Presentation + Paper
27 May 2022 Localization-based active learning (LOCAL) for object detection in 3D point clouds
Author Affiliations +
Abstract
Deep learning-based object detection and classification in 3D point clouds has numerous applications including defense, autonomous driving, and augmented reality. A challenge in applying deep learning to point clouds is the frequent scarcity of labeled data. Often, one must manually label a large quantity of data for the model to be useful in application. To overcome this challenge, active learning provides a means of minimizing the manual labeling required.

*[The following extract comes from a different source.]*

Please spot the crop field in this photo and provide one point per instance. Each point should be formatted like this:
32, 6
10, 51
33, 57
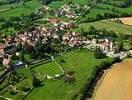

The crux of active learning algorithms is defining and calculating the potential added “value” of labeling each unlabeled sample. We introduce a novel active learning algorithm, LOCAL, with an anchorbased object detection architecture, a modified object matching strategy, and an acquisition metric designed for object detection in any dimension. We compare the performance of common acquisition functions to our novel metric that utilizes all of the model outputs—including both bounding box localizations and softmax classification scores—to capture both the classification and spatial uncertainty in the model. Finally, we identify opportunities for further exploration, such as alternative measures of spatial uncertainty as well as increasing the stochasticity of the model in order to improve robustness of the algorithm.
Conference Presentation
© (2022) COPYRIGHT Society of Photo-Optical Instrumentation Engineers (SPIE). Downloading of the abstract is permitted for personal use only.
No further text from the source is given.